The mayor commended staff at both the city and Greene County, and defended City Manager Jason Gage, amid the second abrupt resignation of a department head in recent months under his leadership.
“I can assure you that he approaches his job in these often turbulent times with the highest ethics, accountability, transparency, respect, collaboration and discipline,” McClure said of Gage. “He is a true professional and public servant, and often unfairly criticized for doing his job and protecting the best interests of our city.”
In order to address challenges and maintain balance, McClure urges forward thinking
While McClure spent most of the speech recognizing what he sees as the leaders, initiatives and successes that have moved, and will continue to move Springfield forward, he acknowledged the areas that need to be addressed in the years ahead.

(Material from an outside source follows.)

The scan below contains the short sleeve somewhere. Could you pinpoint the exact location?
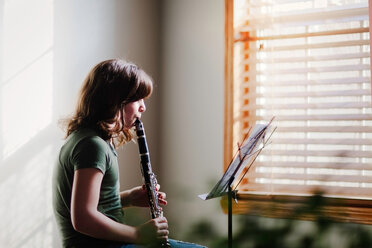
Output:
[71,136,109,174]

“We must continue to find workable solutions to address our nuisance property issue and hold those accountable for running our housing stock and neighborhoods deteriorate,” he said.
Despite the decrease across multiple categories of crime, gun violence and sexual assault remain a problem for the short-staffed Springfield Police Department. He also wants to see more done to address the “root causes of crime, including mental health and drug issues.”
Despite these issues, he remains optimistic in the efforts being made to address them.
Springfield was one of a select few municipalities to attend the Vacant Property Leadership Institute to equip city leaders with knowledge and skills to address nuisance property issues.
Backlogged sexual assault kits have been completed, SPD is collaborating with Burrell Behavioral Health on a mental health co-responder program and police recruitment efforts are beginning to yield some results.
McClure admitted that disagreements over various issues Springfield is faced with can make things seem “so divisive that our lights have dimmed,” but ultimately shared an optimistic message summed up in an Albert Einstein quote:
“Life is like riding a bicycle, to keep your balance you must keep moving forward,” McClure said, quoting a letter Einstein wrote to his son in 1930.